| I don't totally follow the conclusion you're trying to draw w.r.t. the definition of a patent troll; clearly there's a lot of people who think that filing and then attempting to enforce a bogus patent applies (though people differ in which patents they think are bogus). Is this some sort of prescriptivist/descriptivist thing? > The University of Tennessee Knoxville isn't a one man shop. I mean, sure; but so what? Clearly they were unable or unwilling to fight this battle. Maybe you're right that they should have better protected Plank and society from StreamScale, but I think it makes more sense to put the blame on StreamScale for engaging in this behavior, and our broken patent for encouraging it. Likewise, the paper has multiple authors, but that doesn't really affect the argument at all. > Ok, if you're going to attack the patent on novelty grounds, you have an easy case to make I feel like you're deliberately missing the point. Where do you think I'll make this case? I'm certainly not going to spend tens of thousands of dollars fighting the good fight in court. "Technique" in the quote referred to the use of blocking and vector instructions for matrix multiplication. Lots of matrix libraries had such techniques well before the priority date of the patent. The patent is on using those existing techniques for matrix multiplication, when that matrix multiplication happens to be a part of an error correcting code. I don't think those sorts of patents should exist. (The "matrix multiplication" here is tricky because it's multiplication in a Galois field, but that's not what the patent claims cover). |
Then let me make my view of StreamScale not being a troll perfectly clear. I think they're good faith entrepreneurs taking a risk and developing something new, patenting it ($30-50,000) and selling it. That's not trolling. Shutting down academics from the UofTK is not a realistic source of revenue; it is however reasonably defending their rights which is expected of them now if they're to defend themselves later.

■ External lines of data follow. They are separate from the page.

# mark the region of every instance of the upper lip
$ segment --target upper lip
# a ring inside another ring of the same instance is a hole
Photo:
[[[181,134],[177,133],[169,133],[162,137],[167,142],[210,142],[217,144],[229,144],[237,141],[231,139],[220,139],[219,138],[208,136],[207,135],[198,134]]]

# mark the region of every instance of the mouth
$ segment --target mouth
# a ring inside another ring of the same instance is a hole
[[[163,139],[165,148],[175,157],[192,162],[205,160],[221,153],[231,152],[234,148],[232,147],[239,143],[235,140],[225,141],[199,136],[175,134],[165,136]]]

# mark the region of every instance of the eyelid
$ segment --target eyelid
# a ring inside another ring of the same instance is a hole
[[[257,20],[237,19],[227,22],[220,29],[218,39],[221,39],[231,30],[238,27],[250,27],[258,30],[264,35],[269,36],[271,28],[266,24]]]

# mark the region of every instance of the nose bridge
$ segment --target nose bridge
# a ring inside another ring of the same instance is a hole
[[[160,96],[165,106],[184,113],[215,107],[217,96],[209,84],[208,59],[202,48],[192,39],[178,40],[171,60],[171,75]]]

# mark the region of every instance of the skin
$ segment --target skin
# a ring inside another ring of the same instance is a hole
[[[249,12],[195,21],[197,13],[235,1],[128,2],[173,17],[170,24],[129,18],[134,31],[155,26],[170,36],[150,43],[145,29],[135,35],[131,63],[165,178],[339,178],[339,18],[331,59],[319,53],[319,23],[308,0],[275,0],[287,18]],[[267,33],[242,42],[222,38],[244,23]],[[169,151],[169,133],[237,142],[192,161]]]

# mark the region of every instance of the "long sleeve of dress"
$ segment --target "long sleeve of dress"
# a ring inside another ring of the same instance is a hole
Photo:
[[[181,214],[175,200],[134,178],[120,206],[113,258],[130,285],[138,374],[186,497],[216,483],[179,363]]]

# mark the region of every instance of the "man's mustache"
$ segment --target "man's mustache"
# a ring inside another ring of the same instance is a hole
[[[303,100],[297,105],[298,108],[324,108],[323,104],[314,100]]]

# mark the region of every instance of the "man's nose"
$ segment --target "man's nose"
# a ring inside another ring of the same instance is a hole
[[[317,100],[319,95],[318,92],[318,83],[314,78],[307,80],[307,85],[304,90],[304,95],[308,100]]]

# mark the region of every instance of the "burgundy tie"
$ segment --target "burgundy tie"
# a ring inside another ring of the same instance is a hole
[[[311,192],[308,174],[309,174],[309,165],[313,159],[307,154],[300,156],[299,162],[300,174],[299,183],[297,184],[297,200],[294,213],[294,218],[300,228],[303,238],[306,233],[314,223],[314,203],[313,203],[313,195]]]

> that's not what the patent claims cover
Careful. You're not a patent attorney (and neither am I). But my attorney told me the engineer to not read claims and certainly not to read them to understand them. (Definitely don't write claims either but that's another matter entirely.) The Supreme Court has said that the claims section is the hardest legal document to write. You both want to avoid prior art (narrow) and preclude inventing around (broad). That's hard to do and hard to understand.
Read the specification for what it's teaching. That's what it's there for. The specification has to teach+support the claims and this one says Galois field all over the place.
Lastly, never say I feel like you're deliberately missing the point. Just don't.